I’ve got a question Why do they have a different approach between CPUTensor and CUDATensor ?
For example, in code snippets that you provided, change "cuda" to "cpu"(torch.rand()), and "cpu" to "cuda".(Tensor.to()), then the result is True and True.

This behavior on CPUTensor is for reducing latency or something else?

CUDA operations will be executed in the surrounding CUDAStream, which is the single default stream in my example. If you move a CPUTensor to the GPU asynchronously via non_blocking=True, the operation will be non-blocking w.r.t. the host, however will be performed in the surrounding stream and is thus in order. If you want async execution w.r.t. the GPU you would need to use different streams.

1 Like

Thanks! . And it will be my last question. Why do they implemented different ways between DeviceHostAllocator and CUDACaching allocator?

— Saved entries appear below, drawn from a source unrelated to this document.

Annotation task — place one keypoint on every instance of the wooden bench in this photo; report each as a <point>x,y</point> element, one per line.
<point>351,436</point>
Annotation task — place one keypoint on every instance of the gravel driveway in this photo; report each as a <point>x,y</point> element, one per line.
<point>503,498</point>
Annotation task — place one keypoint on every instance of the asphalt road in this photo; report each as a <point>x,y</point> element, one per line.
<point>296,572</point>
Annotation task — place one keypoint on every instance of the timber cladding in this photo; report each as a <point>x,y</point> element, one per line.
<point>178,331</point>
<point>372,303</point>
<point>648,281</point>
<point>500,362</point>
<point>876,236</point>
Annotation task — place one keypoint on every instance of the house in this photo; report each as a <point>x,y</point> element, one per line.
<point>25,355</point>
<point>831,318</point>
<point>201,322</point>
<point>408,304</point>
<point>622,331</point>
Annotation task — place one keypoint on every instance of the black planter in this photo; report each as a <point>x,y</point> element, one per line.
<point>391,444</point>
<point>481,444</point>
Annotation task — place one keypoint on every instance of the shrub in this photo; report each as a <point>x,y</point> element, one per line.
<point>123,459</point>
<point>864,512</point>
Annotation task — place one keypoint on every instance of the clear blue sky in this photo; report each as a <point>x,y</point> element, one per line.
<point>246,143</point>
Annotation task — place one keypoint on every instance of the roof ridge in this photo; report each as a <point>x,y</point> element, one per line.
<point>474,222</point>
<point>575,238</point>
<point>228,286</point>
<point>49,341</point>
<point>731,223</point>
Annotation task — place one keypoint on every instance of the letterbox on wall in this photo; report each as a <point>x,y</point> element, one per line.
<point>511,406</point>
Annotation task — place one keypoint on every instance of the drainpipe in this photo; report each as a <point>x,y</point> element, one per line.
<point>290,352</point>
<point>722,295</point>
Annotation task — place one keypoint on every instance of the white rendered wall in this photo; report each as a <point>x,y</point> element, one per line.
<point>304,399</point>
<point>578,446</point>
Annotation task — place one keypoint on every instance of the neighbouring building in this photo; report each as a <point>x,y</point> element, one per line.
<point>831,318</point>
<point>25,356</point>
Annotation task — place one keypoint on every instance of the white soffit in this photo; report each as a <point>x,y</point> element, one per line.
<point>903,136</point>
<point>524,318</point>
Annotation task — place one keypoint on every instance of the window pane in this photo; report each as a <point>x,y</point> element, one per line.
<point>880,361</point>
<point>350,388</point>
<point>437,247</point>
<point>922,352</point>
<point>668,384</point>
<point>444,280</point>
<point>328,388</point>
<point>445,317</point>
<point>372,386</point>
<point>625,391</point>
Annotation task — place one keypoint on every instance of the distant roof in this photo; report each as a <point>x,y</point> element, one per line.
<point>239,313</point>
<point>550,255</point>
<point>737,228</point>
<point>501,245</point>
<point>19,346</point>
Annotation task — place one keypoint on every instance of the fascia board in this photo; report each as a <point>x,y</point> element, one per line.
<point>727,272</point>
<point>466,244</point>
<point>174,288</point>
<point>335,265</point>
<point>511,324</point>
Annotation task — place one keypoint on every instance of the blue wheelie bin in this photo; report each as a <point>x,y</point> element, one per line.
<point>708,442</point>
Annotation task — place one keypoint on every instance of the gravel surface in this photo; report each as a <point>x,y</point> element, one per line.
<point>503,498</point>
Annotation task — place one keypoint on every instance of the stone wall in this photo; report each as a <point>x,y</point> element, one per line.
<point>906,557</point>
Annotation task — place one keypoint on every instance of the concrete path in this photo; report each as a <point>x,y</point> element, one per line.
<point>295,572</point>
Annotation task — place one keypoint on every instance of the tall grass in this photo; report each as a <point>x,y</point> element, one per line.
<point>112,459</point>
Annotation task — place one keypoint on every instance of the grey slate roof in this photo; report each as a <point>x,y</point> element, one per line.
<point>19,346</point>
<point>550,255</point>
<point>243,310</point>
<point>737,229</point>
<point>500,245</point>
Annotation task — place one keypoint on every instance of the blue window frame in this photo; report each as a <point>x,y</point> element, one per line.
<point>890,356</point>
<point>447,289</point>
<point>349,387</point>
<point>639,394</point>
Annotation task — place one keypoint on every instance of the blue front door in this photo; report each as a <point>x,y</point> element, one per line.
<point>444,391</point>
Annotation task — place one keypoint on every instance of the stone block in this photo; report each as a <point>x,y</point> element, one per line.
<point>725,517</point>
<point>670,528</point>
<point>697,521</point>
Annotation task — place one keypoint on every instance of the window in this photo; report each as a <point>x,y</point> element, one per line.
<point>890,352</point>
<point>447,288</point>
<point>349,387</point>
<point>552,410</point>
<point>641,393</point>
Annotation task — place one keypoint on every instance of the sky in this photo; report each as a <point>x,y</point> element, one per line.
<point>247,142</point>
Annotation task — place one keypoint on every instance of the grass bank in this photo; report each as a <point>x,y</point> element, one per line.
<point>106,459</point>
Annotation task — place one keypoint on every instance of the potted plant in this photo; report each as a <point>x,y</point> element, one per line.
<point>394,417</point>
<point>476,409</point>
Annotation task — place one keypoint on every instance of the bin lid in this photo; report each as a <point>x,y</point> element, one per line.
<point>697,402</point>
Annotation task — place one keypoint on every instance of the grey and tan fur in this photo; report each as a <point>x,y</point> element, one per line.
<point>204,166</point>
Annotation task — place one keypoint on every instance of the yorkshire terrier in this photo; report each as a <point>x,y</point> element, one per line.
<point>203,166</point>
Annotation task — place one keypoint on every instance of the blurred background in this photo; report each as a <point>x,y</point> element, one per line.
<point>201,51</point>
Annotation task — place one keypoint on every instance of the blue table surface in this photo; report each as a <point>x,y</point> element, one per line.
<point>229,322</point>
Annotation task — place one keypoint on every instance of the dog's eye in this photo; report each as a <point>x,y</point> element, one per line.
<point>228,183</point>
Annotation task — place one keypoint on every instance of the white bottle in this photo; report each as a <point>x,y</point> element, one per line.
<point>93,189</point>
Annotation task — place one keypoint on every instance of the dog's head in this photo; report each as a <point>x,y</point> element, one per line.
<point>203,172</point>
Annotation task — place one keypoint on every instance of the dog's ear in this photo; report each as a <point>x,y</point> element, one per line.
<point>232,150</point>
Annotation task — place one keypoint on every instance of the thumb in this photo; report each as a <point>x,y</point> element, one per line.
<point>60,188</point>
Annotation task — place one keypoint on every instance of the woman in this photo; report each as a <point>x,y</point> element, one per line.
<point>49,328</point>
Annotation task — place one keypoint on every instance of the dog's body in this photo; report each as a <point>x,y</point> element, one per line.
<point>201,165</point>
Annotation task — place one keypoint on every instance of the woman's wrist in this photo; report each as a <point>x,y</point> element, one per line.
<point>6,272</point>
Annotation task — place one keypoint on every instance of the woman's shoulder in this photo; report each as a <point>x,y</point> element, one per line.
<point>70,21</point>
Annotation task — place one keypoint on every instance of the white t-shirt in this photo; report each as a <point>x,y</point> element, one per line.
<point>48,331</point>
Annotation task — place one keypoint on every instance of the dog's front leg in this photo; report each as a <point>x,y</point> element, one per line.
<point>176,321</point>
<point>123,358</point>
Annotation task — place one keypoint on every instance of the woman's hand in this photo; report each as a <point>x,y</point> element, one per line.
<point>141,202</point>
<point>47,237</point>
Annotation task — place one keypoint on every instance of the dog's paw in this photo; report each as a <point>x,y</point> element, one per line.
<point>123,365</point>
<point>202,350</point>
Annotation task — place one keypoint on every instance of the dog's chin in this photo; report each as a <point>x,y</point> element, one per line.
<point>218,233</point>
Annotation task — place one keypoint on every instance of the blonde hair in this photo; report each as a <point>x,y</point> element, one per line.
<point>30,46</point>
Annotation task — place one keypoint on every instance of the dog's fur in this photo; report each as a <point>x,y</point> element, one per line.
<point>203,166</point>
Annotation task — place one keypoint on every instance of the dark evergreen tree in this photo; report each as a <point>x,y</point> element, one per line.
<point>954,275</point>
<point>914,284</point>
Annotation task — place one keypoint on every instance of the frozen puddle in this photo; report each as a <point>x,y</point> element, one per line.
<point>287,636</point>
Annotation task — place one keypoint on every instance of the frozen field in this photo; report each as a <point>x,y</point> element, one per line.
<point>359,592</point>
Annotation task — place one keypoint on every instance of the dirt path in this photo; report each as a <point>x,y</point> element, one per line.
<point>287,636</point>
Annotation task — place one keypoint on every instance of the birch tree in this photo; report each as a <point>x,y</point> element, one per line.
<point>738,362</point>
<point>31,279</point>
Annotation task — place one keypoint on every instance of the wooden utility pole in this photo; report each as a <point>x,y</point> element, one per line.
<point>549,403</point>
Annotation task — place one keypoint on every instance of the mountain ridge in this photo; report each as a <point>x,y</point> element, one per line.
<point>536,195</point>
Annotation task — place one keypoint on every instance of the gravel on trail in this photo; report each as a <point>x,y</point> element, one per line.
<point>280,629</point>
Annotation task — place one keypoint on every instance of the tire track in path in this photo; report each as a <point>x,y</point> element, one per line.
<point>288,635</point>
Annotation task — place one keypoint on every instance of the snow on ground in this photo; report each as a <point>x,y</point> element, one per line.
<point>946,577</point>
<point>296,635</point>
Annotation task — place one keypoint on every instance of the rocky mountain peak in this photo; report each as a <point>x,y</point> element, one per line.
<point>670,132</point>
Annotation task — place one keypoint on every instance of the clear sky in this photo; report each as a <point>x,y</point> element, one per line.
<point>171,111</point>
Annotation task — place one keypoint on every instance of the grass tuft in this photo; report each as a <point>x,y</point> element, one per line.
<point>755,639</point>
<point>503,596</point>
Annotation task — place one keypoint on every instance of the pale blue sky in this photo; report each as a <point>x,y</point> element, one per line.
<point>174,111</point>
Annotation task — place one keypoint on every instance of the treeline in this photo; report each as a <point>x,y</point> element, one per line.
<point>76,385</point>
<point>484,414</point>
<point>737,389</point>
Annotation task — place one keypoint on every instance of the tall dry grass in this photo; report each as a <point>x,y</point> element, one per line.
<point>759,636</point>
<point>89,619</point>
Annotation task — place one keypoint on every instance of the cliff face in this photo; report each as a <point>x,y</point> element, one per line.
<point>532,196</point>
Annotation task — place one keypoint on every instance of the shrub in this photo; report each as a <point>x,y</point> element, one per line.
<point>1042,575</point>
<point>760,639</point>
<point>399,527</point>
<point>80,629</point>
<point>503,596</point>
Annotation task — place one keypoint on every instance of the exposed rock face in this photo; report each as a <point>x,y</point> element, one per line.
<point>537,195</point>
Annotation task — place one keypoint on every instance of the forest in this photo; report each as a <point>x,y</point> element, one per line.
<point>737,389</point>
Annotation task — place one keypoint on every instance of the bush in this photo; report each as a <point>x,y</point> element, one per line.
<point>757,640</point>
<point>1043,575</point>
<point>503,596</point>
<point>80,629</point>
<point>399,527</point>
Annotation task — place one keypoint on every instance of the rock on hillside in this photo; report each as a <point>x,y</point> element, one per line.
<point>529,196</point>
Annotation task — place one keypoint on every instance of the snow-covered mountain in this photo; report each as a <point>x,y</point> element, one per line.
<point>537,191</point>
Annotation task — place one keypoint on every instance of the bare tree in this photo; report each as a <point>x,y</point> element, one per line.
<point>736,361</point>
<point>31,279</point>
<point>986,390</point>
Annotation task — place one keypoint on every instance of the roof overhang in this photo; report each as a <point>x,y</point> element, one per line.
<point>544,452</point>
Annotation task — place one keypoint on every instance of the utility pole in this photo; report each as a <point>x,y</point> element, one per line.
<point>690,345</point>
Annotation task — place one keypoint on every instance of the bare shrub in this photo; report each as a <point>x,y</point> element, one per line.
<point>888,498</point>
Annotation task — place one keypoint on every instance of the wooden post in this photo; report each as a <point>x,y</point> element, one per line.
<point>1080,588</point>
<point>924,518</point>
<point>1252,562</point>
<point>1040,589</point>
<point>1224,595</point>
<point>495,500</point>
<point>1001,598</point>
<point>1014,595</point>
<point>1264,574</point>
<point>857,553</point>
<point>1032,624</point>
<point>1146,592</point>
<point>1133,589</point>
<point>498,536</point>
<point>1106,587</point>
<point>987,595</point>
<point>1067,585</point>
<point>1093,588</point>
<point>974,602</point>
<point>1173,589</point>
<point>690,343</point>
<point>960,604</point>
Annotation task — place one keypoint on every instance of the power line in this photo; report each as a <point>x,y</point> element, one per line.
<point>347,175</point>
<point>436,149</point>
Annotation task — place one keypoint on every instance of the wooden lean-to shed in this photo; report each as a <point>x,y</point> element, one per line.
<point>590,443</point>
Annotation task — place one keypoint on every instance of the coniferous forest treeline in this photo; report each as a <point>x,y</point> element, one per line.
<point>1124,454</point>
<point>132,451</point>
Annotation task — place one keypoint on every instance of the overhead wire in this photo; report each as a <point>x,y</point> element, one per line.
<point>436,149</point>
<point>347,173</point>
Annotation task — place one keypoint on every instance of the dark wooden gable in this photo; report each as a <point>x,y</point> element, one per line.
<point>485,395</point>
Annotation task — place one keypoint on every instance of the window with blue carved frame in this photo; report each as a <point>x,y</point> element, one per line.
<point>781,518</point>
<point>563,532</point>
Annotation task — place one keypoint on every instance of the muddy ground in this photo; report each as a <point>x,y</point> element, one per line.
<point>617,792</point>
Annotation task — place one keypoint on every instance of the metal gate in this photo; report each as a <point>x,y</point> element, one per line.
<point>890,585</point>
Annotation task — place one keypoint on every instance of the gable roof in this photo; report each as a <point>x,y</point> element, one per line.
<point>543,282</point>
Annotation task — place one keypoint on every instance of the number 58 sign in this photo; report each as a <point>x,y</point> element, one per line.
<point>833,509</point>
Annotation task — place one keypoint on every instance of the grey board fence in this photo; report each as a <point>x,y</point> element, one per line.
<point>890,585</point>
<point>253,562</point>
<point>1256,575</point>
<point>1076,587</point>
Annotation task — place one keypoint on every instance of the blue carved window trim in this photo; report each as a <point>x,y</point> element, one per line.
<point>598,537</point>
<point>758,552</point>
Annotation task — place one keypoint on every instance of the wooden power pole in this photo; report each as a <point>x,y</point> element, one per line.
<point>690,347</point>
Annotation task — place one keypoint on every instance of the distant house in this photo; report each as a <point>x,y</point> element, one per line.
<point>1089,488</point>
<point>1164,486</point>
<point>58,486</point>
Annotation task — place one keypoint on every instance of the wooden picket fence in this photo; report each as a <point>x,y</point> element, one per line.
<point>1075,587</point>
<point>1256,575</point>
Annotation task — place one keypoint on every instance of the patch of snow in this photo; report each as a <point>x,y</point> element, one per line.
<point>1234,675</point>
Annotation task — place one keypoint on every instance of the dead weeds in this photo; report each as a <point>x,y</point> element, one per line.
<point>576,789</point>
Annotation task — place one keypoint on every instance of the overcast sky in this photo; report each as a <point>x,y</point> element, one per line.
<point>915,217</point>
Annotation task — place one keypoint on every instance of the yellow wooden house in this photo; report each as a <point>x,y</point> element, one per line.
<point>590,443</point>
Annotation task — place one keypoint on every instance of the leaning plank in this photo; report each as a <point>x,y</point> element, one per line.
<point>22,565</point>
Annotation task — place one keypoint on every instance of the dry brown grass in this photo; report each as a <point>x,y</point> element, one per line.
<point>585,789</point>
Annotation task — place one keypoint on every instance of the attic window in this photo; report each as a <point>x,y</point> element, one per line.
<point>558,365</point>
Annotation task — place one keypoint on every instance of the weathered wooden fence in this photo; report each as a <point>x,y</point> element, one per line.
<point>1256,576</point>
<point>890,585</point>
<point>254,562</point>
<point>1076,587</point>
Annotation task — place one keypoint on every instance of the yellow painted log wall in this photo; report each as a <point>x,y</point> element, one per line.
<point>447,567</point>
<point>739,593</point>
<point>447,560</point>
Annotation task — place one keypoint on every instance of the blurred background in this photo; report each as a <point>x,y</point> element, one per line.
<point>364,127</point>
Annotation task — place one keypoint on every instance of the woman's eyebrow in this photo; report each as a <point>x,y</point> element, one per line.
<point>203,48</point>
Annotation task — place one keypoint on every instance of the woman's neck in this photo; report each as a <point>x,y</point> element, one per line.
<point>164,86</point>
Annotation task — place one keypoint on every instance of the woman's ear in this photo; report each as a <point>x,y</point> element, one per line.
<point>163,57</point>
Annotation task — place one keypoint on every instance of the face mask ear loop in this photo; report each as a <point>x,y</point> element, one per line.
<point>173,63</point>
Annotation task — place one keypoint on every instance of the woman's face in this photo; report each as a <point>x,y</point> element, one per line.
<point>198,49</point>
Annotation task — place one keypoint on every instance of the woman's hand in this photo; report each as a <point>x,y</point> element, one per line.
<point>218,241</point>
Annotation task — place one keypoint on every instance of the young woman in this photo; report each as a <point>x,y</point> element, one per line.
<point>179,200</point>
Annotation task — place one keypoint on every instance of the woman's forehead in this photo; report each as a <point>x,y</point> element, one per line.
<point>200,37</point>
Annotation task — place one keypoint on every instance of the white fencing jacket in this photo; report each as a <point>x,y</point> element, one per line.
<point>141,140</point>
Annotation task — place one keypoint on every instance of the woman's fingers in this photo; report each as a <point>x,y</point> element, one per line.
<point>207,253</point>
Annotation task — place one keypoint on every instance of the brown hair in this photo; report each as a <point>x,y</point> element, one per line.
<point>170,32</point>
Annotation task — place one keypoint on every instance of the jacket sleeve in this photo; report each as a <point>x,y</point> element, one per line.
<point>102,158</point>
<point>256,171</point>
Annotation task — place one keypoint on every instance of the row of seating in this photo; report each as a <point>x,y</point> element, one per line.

The CUDAHostAllocator is responsible to allocate pinned (page-locked) memory on the host via cudaHostAlloc while the CUDACachingAllocator is responsible to allcoate and free memory on the GPU.

1 Like

My actual question is why in at::native::copy_kernel_cuda() doesn’t call CUDACachingAllocator.recordStream(), but does call CUDAHostAllocator.record_event().
I think CUDACachingAllocator.recordStream() is called for synchronize, then it should call CUDAHostAllocator.record_event() too.